Right now, our IT department is staffed 100% with university degree holders, most of them in Computer Science or Computer Information Systems. We probably haven’t hired a non-degreed person in IT for decades.

Two years ago we’d be thrilled if someone from Rutgers or UMass applied. Now we are getting applicants from Rice and Georgia Tech.

That sounds like cégeps are similar to what we would call community colleges, though not exactly analogous. For one thing, while taking a couple of years at a community college and then transferring to a full university is one possible path, it’s far from universal. And usually the documentation you’d get from a community college is still called a degree, specifically an “associate’s degree” (which is less than a bachelor’s, but enough for some jobs).

And although there are community college prograns that don’t end in a degree, they don’t call the document showing that you completed the program a “diploma” but rather a “certificate” .

And their bodies are mostly done at this point. That’s a tough place to be.

That’s getting tougher as companies consolidate or are bought up by conglomerates. The hometown brand name may still be there, but the owners have already sold out to a private equity firm and are drawing a normal salary as they wind down to retirement. That leaves no pathway for the foreman or supervisors to advance to an ownership position. It’s also possible the owners put an exorbitant price on the perceived value of their brand, one which is out of reach of anyone but private equity, let alone an employee. This is ramping up in the HVAC, plumbing, and electrical industries. It’s been de rigeur for a while for doctors, and it’s spilling out into dentistry and veterinarians too. Late-stage capitalism baby!

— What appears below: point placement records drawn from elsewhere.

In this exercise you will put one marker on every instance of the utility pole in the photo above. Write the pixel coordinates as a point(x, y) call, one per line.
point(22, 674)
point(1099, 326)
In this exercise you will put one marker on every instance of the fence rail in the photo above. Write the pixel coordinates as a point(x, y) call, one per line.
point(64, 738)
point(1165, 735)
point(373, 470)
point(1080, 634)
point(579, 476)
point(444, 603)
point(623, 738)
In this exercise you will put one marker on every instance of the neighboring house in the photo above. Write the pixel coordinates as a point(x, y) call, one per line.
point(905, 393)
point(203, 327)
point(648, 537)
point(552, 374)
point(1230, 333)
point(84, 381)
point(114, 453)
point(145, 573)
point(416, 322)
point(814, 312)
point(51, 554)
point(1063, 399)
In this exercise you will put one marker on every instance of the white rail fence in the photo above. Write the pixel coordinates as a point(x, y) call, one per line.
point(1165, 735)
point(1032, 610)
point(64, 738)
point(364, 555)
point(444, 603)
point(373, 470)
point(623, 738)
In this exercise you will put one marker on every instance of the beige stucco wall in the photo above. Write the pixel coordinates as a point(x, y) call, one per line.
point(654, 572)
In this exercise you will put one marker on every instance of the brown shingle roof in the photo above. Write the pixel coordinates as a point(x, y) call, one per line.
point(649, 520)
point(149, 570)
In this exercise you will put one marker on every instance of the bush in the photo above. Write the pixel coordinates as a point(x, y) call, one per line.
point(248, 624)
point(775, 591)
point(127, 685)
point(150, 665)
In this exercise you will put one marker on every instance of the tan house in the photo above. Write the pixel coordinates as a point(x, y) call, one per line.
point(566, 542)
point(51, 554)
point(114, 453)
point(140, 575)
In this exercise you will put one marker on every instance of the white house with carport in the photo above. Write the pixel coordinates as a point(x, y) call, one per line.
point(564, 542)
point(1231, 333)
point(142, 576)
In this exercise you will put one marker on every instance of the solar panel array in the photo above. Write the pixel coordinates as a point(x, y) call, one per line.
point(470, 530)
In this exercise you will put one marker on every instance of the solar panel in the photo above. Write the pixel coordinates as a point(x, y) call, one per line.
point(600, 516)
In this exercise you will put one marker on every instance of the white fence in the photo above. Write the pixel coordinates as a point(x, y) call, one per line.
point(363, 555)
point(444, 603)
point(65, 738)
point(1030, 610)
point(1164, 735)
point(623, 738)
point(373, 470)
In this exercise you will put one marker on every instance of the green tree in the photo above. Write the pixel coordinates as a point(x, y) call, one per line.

To some extent I’m sure. But also the romantic notion of a lot of trade jobs is quickly peeled away to reveal spending day in and day in dirty, very cold, or very hot conditions, always on your feet, or bending over, at filthy construction sites, having to drive across town constantly, and getting little chance to recover. If I spend eight hours photographing a sporting event in the middle of summer I’m completely spent the next day, and I’m not even doing the sport. Someone in road construction is out there five or more days in a row and working a lot harder too. Kudos to them but there’s no way I could do that.